What do you do when your “baby,” the business idea that you know is brilliant, that you are convinced has the potential to become a money-making enterprise, hits a wall and fails to thrive? You’ve invested so much faith and focus, energy and expertise, countless hours and all your savings into incubating what looked like a very promising business concept.
You wrote the pitch deck in your head, brainstormed your ideal recruits for the management team and fantasized about hosting the launch party but now doubt is creeping in. The baby appears to need life-support. The song says, “You’ve got to know when to hold and know when to fold,” but how do you know? Weighing when to give up and when to continue past current hurdles is a decision that all startup founders face at some point in their journey.
Some setbacks are fixable, but others may be beyond your control. Business experts have identified key indicators to help you assess your circumstances:
- Has it become apparent that there is insufficient customer demand for your product or service?
- Are competitors preventing your product or service from gaining traction?
- Are you running out of money to finance the venture?
- Is there conflict within the management team that is causing serious disagreements?
- Do you feel like you’re in over your head?
- Have you lost your passion for launching the company?
What do experts say about when to give up?
Startup advisors at MassChallenge, the Boston-based not-for-profit global business accelerator, recommend that entrepreneurs in their program begin the business development process by focusing on the problem that their customers want to solve, or benefit they want to obtain, rather than starting with the product or service the company expects to offer. Once research has confirmed the size of the market and revealed a demographic picture of target customers, potential solutions are beta tested and the best option is brought to market.
Senior Marketing Director Hannah Perry said this approach has contributed to an enviable success rate for MassChallenge supported ventures. The first group of startups came on board in 2010 and 80 percent of the 1,500 early stage ventures that have been selected to participate remain active. As of 2017, the companies have generated $2 billion in revenues. In the 2018 group, 51 percent of startups have a woman founder.
Many times, success or failure is determined by how long one stays in the game. Other times there is no viable recipe for success and the best action is to fold your tent. MassChallenge advisors recommend that participants learn how to “fail fast,” because experience is the best teacher and lessons learned can be applied to your startup 2.0.
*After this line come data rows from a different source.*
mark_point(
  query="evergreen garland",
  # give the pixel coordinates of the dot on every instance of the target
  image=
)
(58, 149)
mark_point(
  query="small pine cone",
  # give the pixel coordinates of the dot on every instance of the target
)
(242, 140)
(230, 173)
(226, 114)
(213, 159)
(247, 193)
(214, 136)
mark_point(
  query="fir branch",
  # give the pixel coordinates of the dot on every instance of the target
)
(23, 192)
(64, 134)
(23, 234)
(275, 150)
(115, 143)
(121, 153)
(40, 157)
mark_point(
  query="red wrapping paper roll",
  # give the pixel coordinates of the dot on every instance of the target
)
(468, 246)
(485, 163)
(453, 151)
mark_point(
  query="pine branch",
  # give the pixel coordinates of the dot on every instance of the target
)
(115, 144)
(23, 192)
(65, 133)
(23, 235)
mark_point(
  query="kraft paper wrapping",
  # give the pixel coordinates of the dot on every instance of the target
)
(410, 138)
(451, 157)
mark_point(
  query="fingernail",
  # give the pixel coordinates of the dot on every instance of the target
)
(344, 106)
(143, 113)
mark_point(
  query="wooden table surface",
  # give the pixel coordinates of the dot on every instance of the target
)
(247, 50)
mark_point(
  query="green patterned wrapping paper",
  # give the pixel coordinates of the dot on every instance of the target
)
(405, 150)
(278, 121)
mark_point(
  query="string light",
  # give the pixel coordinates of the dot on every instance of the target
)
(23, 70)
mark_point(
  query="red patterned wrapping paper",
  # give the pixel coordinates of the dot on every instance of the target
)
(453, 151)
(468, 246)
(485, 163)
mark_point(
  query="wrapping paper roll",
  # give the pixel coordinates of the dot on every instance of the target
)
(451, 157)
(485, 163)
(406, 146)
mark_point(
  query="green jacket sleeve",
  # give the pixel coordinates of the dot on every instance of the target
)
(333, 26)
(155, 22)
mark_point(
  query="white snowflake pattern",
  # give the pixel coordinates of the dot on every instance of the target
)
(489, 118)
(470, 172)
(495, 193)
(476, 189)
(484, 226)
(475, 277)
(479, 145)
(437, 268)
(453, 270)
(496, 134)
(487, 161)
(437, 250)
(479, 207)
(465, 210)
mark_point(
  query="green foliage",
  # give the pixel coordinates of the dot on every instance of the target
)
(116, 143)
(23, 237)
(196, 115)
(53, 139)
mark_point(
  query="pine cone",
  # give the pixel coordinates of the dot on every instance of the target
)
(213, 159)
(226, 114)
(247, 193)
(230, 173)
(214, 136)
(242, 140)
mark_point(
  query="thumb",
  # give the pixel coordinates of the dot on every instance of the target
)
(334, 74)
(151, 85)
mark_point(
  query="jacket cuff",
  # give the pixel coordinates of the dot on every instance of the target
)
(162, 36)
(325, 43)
It’s said that winners never quit and quitters never win, but I suggest that you flip the script on that piece of conventional wisdom. When you read the biographies of extraordinarily successful entrepreneurs such as Caterina Fake, you’ll learn that she and her cofounder abandoned a game they were trying to develop, but its photo-sharing component was used to invent Flickr. Cisco Systems cofounder Sandra Lerner was ousted from her company in 1990 but in 1996, she cofounded the cosmetics game-changer Urban Decay.
Winners quit all the time. They quit what they should quit. When it’s time to quit.